Of course the best is to have both hard/soft skills, which is not as rare as people assume.
>Very often in my experience, people with too many soft skills and too little hard skills are at best dead weights, at worst con men
No, these are the people who should be moved into management positions. They can spend time on all the soft-skill stuff that ICs don't want to spend time on, like dealing with upper management, leading meetings, etc. They don't need to have the best hard skills, just enough to understand at a higher level and communicate with others in and out of the organization, and they can refer to the experts in their teams when they need more detail.
Hard disagree. I've yet to see a "brilliant asshole" with anywhere near the kind results I expect from my teams. The usual pattern is your typical asshole will ship broken stuff and then blame everyone else for the breakages.
Now, average assholes who self-promote as brilliant and hope no one will see through their crap, sure, plenty of those. I'd recommend against failing to see through their crap, though. They'll make your actually good engineers leave.
Maybe you had those average assholes masquerading as brilliant? I don't know that of course, but "ships broken stuff" doesn't sound particularly brilliant to me.
I'm thinking of the type that builds things that you can stack up against the output of others and comes out miles ahead. I have one of those in my team, and it feels like a force of nature: he independently does in a month what a team of five did in three, and his work is of better quality. Of course I'll cut him a lot more slack.
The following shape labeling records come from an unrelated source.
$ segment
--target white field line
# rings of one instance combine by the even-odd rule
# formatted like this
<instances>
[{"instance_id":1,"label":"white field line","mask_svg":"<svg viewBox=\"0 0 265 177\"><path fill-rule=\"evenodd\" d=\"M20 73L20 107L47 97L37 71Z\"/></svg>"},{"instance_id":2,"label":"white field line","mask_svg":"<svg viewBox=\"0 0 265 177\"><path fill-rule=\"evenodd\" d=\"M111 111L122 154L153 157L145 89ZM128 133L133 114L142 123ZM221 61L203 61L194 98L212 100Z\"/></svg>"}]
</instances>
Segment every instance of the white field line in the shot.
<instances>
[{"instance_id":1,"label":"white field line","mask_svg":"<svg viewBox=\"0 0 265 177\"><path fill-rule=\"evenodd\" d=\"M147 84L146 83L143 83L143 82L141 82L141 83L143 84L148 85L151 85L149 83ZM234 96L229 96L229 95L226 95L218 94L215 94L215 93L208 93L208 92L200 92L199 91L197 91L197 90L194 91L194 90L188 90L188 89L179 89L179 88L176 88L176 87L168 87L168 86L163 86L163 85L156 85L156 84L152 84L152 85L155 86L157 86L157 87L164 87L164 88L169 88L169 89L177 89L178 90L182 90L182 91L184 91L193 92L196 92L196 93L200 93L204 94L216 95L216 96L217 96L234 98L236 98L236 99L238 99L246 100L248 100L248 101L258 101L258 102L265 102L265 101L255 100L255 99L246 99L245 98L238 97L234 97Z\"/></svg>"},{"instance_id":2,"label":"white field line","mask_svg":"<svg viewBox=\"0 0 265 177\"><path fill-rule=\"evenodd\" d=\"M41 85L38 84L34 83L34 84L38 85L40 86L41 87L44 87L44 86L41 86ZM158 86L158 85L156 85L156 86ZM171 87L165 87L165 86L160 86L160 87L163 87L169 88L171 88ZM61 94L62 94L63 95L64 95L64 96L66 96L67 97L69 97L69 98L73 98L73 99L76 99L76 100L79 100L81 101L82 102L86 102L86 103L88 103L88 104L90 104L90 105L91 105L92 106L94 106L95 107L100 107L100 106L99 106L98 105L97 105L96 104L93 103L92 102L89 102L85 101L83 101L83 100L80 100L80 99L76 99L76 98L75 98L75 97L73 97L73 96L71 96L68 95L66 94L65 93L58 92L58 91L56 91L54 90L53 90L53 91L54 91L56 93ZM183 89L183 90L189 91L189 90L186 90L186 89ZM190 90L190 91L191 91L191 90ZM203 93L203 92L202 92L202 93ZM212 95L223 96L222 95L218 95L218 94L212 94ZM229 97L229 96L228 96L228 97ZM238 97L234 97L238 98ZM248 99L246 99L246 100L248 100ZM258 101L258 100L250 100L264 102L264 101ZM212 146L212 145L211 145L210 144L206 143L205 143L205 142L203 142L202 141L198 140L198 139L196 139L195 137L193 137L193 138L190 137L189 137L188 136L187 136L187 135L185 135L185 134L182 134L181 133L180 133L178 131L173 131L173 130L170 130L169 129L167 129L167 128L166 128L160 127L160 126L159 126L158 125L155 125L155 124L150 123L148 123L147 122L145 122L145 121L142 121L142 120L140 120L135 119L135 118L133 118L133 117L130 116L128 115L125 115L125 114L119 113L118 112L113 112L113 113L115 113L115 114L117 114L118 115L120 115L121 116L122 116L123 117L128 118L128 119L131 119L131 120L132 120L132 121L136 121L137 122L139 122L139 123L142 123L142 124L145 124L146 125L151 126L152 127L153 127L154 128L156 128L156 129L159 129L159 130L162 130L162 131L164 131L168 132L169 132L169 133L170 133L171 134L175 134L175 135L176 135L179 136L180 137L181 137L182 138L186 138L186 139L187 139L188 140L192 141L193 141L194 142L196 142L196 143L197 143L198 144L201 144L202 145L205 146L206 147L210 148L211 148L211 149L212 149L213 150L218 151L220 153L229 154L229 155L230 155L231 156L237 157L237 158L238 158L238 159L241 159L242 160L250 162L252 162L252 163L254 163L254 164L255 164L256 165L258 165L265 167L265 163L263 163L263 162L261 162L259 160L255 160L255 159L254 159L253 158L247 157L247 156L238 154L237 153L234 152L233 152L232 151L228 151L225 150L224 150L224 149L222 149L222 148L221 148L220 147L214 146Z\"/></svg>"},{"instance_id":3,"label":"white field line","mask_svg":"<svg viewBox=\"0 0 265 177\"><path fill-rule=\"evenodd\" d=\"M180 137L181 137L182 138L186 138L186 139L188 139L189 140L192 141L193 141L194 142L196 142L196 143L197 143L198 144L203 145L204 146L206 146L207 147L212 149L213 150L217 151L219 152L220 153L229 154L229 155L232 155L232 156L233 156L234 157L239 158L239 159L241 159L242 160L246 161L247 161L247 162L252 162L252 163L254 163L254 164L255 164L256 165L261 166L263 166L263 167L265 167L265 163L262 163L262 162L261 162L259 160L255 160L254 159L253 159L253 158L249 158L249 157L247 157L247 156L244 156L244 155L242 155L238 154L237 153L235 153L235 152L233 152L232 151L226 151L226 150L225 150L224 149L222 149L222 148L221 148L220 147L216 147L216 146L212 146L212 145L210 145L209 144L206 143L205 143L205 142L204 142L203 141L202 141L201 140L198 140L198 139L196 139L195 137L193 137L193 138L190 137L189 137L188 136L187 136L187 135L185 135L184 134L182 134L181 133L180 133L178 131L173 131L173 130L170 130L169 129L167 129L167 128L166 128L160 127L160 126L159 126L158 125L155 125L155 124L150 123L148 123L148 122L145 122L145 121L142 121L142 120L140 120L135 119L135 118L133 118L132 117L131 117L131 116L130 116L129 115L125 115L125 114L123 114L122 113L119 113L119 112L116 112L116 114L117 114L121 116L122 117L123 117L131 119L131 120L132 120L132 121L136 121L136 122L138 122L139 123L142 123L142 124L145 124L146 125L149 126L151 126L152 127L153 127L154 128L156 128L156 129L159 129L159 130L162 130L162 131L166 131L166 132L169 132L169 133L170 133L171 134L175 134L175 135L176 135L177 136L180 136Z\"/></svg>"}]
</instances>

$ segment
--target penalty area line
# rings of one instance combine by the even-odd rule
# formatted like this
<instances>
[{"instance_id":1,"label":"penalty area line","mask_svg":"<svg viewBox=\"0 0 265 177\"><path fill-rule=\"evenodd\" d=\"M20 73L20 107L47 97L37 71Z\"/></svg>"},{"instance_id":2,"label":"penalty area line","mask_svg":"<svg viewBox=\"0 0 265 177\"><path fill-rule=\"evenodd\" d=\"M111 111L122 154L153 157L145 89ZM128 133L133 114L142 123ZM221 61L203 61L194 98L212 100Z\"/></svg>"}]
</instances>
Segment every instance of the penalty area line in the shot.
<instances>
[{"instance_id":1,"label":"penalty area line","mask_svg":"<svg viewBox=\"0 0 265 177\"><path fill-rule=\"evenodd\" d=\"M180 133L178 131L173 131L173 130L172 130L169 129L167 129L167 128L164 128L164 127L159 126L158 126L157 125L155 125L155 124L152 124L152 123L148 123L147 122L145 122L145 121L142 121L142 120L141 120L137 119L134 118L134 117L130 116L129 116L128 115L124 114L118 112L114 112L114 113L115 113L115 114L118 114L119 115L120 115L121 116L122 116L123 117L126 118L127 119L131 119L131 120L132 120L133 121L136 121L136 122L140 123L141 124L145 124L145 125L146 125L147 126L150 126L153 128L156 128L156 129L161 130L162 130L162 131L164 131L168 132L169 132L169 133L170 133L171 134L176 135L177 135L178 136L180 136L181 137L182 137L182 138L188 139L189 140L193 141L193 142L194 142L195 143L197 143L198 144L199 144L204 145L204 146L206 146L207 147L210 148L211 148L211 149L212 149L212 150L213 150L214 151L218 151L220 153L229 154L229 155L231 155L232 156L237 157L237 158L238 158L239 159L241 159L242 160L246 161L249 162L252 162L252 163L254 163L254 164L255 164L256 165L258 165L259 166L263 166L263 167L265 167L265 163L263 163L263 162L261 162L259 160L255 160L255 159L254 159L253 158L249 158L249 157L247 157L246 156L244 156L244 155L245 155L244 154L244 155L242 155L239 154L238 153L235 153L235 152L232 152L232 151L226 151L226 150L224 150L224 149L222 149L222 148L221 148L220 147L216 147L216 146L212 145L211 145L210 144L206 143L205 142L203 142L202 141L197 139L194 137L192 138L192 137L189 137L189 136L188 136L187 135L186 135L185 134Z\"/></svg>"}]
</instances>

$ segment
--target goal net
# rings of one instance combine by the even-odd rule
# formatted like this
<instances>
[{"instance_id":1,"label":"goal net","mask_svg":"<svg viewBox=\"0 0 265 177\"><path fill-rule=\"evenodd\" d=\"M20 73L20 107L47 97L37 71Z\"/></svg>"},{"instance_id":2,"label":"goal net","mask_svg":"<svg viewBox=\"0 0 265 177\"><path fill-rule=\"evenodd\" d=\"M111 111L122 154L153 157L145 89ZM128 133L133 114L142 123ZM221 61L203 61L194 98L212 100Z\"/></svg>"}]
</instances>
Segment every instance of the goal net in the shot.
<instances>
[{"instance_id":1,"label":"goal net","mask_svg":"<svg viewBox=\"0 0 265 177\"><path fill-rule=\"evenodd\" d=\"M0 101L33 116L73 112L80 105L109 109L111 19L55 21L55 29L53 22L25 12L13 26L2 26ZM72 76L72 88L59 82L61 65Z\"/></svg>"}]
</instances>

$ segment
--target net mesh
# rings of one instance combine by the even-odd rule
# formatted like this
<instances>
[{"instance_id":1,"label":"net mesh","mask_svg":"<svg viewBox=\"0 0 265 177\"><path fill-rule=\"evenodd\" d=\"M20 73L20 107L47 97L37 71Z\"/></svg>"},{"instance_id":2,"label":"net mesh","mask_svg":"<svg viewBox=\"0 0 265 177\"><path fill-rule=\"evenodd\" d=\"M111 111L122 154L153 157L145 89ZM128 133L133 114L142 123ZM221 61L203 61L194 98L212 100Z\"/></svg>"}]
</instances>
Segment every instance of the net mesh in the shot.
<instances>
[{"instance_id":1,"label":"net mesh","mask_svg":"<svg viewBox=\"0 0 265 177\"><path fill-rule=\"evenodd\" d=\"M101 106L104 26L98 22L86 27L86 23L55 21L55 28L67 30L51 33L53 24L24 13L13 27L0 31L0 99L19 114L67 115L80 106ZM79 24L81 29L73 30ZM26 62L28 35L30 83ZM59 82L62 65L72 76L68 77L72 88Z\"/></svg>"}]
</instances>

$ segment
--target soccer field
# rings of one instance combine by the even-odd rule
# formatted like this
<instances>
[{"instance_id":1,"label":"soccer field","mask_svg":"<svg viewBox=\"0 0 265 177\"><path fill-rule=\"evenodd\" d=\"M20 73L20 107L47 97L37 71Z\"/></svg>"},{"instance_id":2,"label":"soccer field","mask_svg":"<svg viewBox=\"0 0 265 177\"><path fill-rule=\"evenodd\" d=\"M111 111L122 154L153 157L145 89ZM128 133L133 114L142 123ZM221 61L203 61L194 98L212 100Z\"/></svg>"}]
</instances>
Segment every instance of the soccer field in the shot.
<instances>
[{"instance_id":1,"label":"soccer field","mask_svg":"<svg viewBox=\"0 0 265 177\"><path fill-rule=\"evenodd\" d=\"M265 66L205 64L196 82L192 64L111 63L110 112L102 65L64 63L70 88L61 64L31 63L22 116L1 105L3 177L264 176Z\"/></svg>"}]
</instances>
I have no experience with the military and very little with working in academia, but a lot with commercial work, and I've seen it work many times. Clearly those people wouldn't be the ones talking to customers or leading teams, but it's worth a lot to have someone that can tackle hard problems.
I'm not at all saying that you can only have one or the other, or that soft skills don't matter at all. It's just my experience that output matters a lot more than people say in these types of conversations.
To me looks a lot more like the cliche Diva in music - are you really going to not work with someone extremely talented just because they're difficult to work with and you wouldn't want to hang out with them?
> it's worth a lot to have someone that can tackle hard problems
Oh, absolutely. My point is those personalities are almost common in the military and academia. They’re rarer in commerce because there aren’t that many niches where hard problems exist independent of peoples’ preferences. (As in, choosing how to scope the hard problem is part of what makes it hard. And the scoping that works best isn’t going to be found in isolation from customers and others working on the problem.)
> Most of my peers would rather work with brilliant jerk than a friendly average person.
I think you need to be more specific than just "avert" the trope without elaborating. Others have commented how a brilliant jerk can slow a project down, but I get the impression that you are thinking of someone who is not sociable, not interested in business goals, very direct and perhaps even pessimistic about others' ability, but hand them a technical task and they can deliver exceptional results. This is opposed to, say, someone who is sociable but can't deliver anything without constant attention or handholding.
Yes, absolutely. I'm not talking about people who are not sociable _and_ can't produce, but people who don't care about your feelings, but are very strong in their work.
In other comments, it felt like they focused very much on the "low in soft skills" part without looking at the other skills being extended. Of course, someone who is unpleasant to work with and only writes buggy software will not help a project progress. But someone you don't want to spend time with but who carries your team through the project with his skill and productivity is a very different story.
At the same time, if you're very good at what you do, soft skills are a lot less important. Most of my peers would rather work with brilliant jerk than a friendly average person.
But most people are not brilliant, and then you can't afford to not have soft skills.